Che cosa è stato preparato per chi resta in Italia?

Sarà possibile seguire la Giornata mondiale di Sydney attraverso i media cattolici: Sat2000 − che proporrà molte ore di diretta tv −, Radio Inblu, «Avvenire», la web radio MyGmg, e il sito www.gmg2008.it. In particolare quest’ultimo avrà un’ampia galleria di foto e video caricati direttamente dai pellegrini, giorno per giorno. Una bacheca elettronica che permetterà di farsi un’idea anche dall’Italia. Inoltre in quasi tutte le regioni ci saranno iniziative per celebrare la Gmg a livello locale, in comunione con l’Australia.

Sydney è la decima edizione internazionale della Gmg. Si tratta di uno strumento pastorale ancora valido? C’è una riflessione in atto?

I grandi entusiasmi suscitati dalle Giornate di Parigi e di Roma avevano sollevato un po’ di paura: si temeva un appiattimento sulla pastorale del grande evento, a scapito della quotidianità. Più modernamente, in questo periodo si dice che queste occasioni straordinarie non solo servono, ma sono un dono del Signore. La fatica è quella di collegarle a un prima e a un poi, all’ordinarietà. Ma la quotidianità ha bisogno degli eventi e viceversa. È come l’anno liturgico: ci sono Natale, Pasqua, le feste, ma anche la quaresima, l’avvento di preparazione, e il tempo ordinario. Un anno liturgico senza feste sarebbe noiosissimo, un anno in cui si andasse a messa solo a Natale e Pasqua non avrebbe significato. Serve un saggio equilibrio. Se non ci fosse niente prima e dopo sarebbe veramente drammatico.

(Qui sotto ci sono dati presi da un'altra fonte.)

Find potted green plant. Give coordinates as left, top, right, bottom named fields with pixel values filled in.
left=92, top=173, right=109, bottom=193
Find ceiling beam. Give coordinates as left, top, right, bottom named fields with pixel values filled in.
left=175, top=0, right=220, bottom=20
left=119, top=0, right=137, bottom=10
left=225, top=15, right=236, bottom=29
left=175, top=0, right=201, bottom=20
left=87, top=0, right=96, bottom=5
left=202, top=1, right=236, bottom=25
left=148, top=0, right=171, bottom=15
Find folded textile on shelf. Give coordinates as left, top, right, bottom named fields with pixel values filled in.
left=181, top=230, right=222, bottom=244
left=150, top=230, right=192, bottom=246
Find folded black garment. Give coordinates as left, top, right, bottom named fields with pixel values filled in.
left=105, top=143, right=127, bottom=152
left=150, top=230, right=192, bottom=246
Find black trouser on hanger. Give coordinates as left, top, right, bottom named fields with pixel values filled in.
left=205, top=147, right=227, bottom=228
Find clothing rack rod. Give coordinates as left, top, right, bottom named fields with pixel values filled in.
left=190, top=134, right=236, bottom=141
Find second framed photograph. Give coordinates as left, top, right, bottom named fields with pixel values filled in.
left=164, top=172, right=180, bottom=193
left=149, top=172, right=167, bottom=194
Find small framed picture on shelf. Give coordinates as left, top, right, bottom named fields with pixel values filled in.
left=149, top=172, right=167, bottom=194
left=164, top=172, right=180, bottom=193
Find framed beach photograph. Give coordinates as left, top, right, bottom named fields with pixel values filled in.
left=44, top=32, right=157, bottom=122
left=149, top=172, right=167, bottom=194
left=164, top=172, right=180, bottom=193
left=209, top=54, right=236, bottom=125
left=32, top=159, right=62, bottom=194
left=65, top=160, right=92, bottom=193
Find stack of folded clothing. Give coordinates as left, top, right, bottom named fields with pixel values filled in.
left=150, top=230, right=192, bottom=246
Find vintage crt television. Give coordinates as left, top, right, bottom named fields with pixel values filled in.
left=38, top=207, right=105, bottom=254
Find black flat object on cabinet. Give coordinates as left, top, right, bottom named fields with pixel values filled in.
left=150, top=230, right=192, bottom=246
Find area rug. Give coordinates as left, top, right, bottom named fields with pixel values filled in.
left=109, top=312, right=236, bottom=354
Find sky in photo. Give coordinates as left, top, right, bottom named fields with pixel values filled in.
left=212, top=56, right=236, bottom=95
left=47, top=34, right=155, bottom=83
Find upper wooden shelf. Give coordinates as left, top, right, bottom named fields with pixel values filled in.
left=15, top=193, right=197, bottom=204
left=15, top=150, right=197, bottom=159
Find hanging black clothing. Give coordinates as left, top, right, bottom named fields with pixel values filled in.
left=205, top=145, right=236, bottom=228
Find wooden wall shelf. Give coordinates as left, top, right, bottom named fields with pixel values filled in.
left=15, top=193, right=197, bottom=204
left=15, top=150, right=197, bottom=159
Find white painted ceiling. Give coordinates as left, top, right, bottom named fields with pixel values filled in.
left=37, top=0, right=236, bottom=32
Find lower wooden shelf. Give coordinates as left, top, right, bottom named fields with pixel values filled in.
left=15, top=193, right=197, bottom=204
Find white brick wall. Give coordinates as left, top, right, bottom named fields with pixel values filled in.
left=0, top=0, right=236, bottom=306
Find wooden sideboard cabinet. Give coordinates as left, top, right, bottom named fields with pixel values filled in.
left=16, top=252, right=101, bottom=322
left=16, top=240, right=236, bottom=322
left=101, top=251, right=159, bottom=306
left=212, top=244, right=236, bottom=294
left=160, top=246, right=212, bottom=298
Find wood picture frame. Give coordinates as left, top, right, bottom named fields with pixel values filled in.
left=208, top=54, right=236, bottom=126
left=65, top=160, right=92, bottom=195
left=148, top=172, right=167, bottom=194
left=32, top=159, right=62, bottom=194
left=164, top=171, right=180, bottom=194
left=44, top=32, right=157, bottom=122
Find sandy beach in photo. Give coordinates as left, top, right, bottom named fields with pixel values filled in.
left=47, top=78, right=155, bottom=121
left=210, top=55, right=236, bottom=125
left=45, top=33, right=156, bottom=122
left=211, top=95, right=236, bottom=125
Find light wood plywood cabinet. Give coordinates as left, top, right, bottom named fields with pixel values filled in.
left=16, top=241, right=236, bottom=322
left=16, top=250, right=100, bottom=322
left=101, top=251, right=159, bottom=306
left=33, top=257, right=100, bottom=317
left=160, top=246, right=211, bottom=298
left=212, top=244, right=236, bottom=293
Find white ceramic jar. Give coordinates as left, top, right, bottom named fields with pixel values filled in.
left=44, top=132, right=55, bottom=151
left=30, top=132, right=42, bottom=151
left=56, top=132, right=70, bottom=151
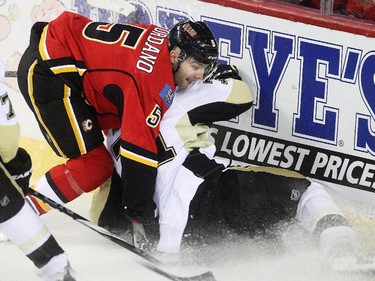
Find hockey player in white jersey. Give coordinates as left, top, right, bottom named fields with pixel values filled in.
left=0, top=62, right=75, bottom=281
left=89, top=64, right=372, bottom=270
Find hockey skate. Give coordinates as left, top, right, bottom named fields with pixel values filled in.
left=38, top=254, right=76, bottom=281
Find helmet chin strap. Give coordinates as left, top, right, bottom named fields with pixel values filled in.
left=173, top=50, right=187, bottom=73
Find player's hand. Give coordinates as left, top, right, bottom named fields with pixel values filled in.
left=210, top=64, right=242, bottom=80
left=125, top=208, right=151, bottom=248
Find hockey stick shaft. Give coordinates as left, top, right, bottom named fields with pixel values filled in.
left=29, top=188, right=216, bottom=281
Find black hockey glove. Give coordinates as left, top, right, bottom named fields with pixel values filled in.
left=210, top=64, right=242, bottom=80
left=124, top=207, right=151, bottom=251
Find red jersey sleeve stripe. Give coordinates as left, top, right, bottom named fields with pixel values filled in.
left=120, top=147, right=158, bottom=168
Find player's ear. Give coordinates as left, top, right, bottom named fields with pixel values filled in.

Quali frutti si attendono da questa Gmg?

Sulla scia dell’idea di Giovanni Paolo II credo che il primo frutto sia per la Chiesa australiana, che assisterà a una vampata di evangelizzazione giovanile, di Spirito Santo nel mondo dei giovani. Quindi, un frutto fuori di noi. Poi, come sempre accade, queste sono occasioni di crescita personale, che hanno ricadute di testimonianza anche al ritorno. A maggior ragione in questo caso in cui le persone che partono sono espressione degli sforzi di intere comunità che le hanno responsabilizzate e sostenute anche per affrontare i costi. Mi piacerebbe molto che i pellegrini tornassero con la spinta a vivere bene l’ultimo anno dell’Agorà, il cammino triennale della Chiesa giovane italiana che si chiude nel 2009 con il tema della cultura. La mia speranza è che i giovani cattolici possano diventare fermento culturale nel loro ambiente di vita.


Il logo

Il logo contiene l’essenza del tema della XXIII Gmg «Avrete forza dallo Spirito Santo che scenderà su di voi e mi sarete testimoni» (At 1,8). La Croce centrale rappresenta Cristo e la vita di testimonianza che lo Spirito Santo ci aiuta a vivere. Il riferimento è alla passione del cuore di Gesù, versata dalla Croce sul mondo e che arde nel cuore dei giovani. Il bianco della Croce indica che Gesù è la luce del mondo.
Le fiamme evocano la discesa in lingue di fuoco dello Spirito Santo a Pentecoste. Esse rappresentano il sacramento della Cresima e i doni dello Spirito Santo.
I colori rosso, giallo e arancio richiamano la Trinità e l’Unità di Dio e ricordano i paesaggi dell’entroterra australiano. Il blu rappresenta gli oceani che circondano l’Australia, le acque del Battesimo, il mare dell’umanità e Maria, piena di grazia. Nel logo anche l’Opera House, simbolo di Sydney, città che ospita la Giornata mondiale della gioventù.